The model should know what context it can trust.

👉 Interview Answer

The prompt builder decides how retrieved knowledge is presented to the LLM.

It should include the user question, relevant chunks, citation metadata, output format, and instructions for handling insufficient context.

Good prompt construction improves factuality and consistency.

1️⃣2️⃣ Generation

Generation Step

The LLM receives retrieved context and generates the answer.

Retrieved Context
+ User Question
+ Instructions
→ LLM Answer

Good RAG Answer Should

Use retrieved context
Avoid unsupported claims
Cite sources
Mention uncertainty
Say when context is insufficient
Avoid hallucination

Failure Example

Retrieved context does not answer question
→ LLM guesses anyway

👉 Interview Answer

In the generation step, the LLM should answer using retrieved context.
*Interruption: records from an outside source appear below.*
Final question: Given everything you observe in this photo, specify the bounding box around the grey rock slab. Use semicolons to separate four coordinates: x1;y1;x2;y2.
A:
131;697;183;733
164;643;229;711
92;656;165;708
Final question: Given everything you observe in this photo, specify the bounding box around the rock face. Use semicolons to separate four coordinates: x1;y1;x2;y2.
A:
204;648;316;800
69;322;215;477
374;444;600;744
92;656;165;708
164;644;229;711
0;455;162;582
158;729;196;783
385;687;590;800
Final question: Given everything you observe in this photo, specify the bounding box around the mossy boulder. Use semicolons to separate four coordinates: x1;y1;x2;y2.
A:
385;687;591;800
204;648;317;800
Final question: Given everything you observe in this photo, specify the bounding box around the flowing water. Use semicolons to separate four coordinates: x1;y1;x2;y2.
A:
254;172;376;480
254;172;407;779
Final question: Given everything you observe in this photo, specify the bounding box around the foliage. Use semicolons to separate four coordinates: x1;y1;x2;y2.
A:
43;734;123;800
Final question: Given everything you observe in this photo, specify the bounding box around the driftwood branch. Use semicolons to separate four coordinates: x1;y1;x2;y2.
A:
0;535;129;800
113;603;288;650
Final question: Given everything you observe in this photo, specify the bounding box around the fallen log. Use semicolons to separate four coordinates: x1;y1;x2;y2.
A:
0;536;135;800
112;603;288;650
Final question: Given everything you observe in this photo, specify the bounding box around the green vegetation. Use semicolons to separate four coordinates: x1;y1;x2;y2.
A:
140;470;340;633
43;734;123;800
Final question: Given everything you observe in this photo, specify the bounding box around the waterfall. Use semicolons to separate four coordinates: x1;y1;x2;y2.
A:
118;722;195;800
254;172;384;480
If the retrieved context is insufficient, the system should instruct the model to say so instead of guessing.

This is critical for reducing hallucination.

1️⃣3️⃣ Access Control

Why Access Control Matters

Enterprise RAG may contain sensitive documents.

Users should only retrieve documents they are allowed to see.

Access Control Points

During ingestion
During retrieval filtering
During prompt construction
During citation display
During logging

Example

User from Team A
→ Retrieve only documents allowed for Team A

👉 Interview Answer

Access control is critical in enterprise RAG.
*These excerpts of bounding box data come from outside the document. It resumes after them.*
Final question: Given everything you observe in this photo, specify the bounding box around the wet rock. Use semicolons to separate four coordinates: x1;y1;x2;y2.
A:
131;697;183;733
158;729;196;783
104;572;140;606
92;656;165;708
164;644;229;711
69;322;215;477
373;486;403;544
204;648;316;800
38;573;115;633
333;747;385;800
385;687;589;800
The retrieval system must filter documents based on user permissions before adding context to the prompt.

The LLM should never receive unauthorized content.

1️⃣4️⃣ Evaluation

What to Evaluate

RAG systems need evaluation at multiple layers.

Retrieval Metrics

Recall
Precision
Relevance
Source freshness
Permission correctness

Generation Metrics

Factuality
Faithfulness
Citation quality
Answer completeness
Refusal when context is insufficient

Production Signals

User feedback
Click-through on citations
Escalation rate
Latency
Cost
Error rate

👉 Interview Answer

RAG evaluation should measure both retrieval quality and generation quality.
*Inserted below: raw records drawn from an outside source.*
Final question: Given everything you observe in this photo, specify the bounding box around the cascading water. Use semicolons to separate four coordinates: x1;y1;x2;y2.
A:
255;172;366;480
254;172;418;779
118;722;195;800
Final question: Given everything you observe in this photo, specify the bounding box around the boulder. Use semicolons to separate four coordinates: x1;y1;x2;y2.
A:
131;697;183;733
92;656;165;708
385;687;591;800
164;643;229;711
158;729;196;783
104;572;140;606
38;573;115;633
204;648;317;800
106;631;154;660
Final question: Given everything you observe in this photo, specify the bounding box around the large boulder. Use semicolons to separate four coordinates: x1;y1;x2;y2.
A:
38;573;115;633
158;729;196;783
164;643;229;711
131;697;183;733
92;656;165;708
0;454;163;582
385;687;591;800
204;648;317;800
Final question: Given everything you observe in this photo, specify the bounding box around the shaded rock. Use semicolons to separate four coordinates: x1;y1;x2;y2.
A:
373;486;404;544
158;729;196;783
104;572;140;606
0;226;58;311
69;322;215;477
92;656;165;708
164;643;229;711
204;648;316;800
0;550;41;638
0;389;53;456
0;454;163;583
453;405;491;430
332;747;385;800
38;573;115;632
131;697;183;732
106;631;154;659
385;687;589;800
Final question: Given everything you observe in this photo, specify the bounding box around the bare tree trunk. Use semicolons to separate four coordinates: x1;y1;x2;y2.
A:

Good retrieval means the right documents are found.

Good generation means the answer is faithful to those documents, cites sources, and avoids unsupported claims.

1️⃣5️⃣ Common Failure Modes

Failure Modes

RAG systems can fail because:

Bad ingestion
Poor chunking
Weak embeddings
Wrong retrieval
Missing metadata
Stale documents
Permission leaks
Too much context
LLM ignores context
No evaluation loop

Example

Wrong chunk retrieved
→ LLM answers confidently
→ User receives incorrect answer

👉 Interview Answer

RAG failures can happen at any layer: ingestion, chunking, embedding, retrieval, ranking, prompt building, generation, or access control.

Debugging RAG requires tracing the full pipeline.

1️⃣6️⃣ Best Practices

Practical Rules

Clean documents before indexing
Use good chunking strategy
Store metadata with chunks
Use hybrid retrieval when needed
Re-rank candidate chunks
Enforce access control before prompt building
Cite sources
Evaluate retrieval and generation separately
Log retrieved chunks and prompt versions
Refresh stale documents

Design Principle

RAG quality depends more on retrieval and context engineering
than on the LLM alone.

👉 Interview Answer

A good RAG system is not just a vector database plus an LLM.

It requires high-quality ingestion, chunking, metadata, retrieval, ranking, prompt building, access control, evaluation, and observability.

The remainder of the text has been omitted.